Necrosymphonic Entertainment

Uma netlabel nacional que acaba de se estrear com a edição do single dos The Dead Poets.

Your worst choice in music, ever.

Lema da NE

Para quem está atento à evolução do mercado discográfico, e principalmente à Internet, as Netlabels não são nenhuma novidade. Em Portugal existem alguns exemplos bastante interessantes, que disponibilizam as faixas de uma forma gratuita, bem como todo o layout gráfico do disco, para que não falte nada ao “consumidor”. Depois de termos falado na Test Tube e da Merzbau, temos todo o gosto de vos apresentar a Necrosymphonic Entertainment (NE).

Apesar de ter iniciado a sua actividade como netlabel há muito pouco tempo com o lançamento do single dos The Dead Poets, a NE já existe desde 2003, como uma “micro editora, num espírito totalmente independente e dedicada basicamente à divulgação de maquetes e Ep’s em cassete”, como nos confidenciou Carlos Monteiro, um dos responsáveis pelo projecto.

Embora a editora tenha sido pensada principalmente para divulgar projectos de “blackmetal e grindcore”, surgiu a necessidade de alargar “o seu espectro para campos totalmente distintos”. Com o passar do tempo e com o amadurecimento do projecto, a NE estendeu-se a muitas outras áreas.

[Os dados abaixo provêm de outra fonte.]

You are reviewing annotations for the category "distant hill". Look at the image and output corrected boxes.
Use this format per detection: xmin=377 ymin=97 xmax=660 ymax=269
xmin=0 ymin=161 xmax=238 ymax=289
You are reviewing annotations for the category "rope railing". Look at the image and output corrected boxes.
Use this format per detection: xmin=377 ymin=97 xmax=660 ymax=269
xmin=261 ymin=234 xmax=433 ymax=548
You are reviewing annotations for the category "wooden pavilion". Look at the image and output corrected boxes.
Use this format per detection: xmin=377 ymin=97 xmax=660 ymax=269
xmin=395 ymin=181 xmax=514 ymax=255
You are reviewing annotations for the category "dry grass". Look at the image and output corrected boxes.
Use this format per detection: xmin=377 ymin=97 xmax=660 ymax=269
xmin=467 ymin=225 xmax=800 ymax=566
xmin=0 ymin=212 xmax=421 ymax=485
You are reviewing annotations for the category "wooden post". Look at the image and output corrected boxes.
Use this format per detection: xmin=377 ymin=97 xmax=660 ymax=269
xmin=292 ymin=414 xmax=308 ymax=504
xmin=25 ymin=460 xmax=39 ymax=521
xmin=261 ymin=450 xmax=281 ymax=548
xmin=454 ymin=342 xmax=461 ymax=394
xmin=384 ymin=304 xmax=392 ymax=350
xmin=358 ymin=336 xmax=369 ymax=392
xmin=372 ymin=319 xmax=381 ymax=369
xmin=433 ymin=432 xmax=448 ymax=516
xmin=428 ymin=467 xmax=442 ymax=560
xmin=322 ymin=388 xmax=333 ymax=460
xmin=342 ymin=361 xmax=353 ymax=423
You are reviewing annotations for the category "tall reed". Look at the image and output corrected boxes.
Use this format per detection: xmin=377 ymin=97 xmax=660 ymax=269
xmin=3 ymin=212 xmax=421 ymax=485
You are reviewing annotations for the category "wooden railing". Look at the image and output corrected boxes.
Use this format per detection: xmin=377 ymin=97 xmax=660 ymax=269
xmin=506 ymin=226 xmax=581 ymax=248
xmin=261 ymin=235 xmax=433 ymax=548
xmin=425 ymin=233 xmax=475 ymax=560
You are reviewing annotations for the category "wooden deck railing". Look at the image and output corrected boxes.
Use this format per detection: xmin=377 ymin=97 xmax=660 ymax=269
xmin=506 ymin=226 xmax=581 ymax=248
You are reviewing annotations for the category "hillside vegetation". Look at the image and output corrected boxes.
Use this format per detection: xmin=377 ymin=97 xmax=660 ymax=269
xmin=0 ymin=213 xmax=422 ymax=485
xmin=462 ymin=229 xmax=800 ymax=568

Neste momento, para além de ser uma NetLabel, a NE é também uma agência de management e uma organizadora de eventos.

A principal motivação para a existência deste projecto reside no inconformismo dos seus mentores como nos explicou Carlos Monteiro; “a nossa principal motivação é abrir os olhos ao público. Fazer as pessoas pensar, crescer, aprender”. A ironia colocada no lema da editora é bem representativa desta vontade e tem como principal objectivo, “chocar e alertar” as pessoas, mostrando que existe muita coisa para descobrir.

A primeira sugestão à não-inércia mental das pessoas é o single dos The Dead Poets que foi recentemente lançado. A escolha deste projecto para primeiro lançamento da NE “não foi por acaso”. O carácter mais mainstream e comercial do projecto serve para captar a atenção das pessoas, que mais tarde “serão educadas no sentido de abrirem a mente a novos sons”.

A validade dos projectos que podem “caber” na NE é efectuada através da qualidade técnica apresentada e não apenas na sua estética. “Se nos enviarem uma maquete bem gravada de um grupo de bailes, teremos o gosto delirante de os editar”, disse-nos Carlos Monteiro. Embora não fechando a porta aos projectos estrangeiros, a prioridade é para a música nacional “porque já existe muita coisa boa a ser feita que necessita ser divulgada”.

Ainda com a primeira edição bem fresquinha no site, já está a ser pensada a segunda edição da NE. O nome: Túmulo de Ligeia. A ideia: “um projecto que mistura House/Electro e Trance com vocalizações de Grindcore e com spoken word cantado em português”. Interessante o suficiente para merecer um download? Penso que sim.

No futuro existirão muitas novidades, pois a editora vai “tentar lançar um projecto de um estilo diferente em cada edição”. Por isso não se admirem quando daqui a uns meses, ao abrir a página da NE, encontrarem um disco de “HardCore, um de Drum ‘n’ Bass e um de DeathMetal”.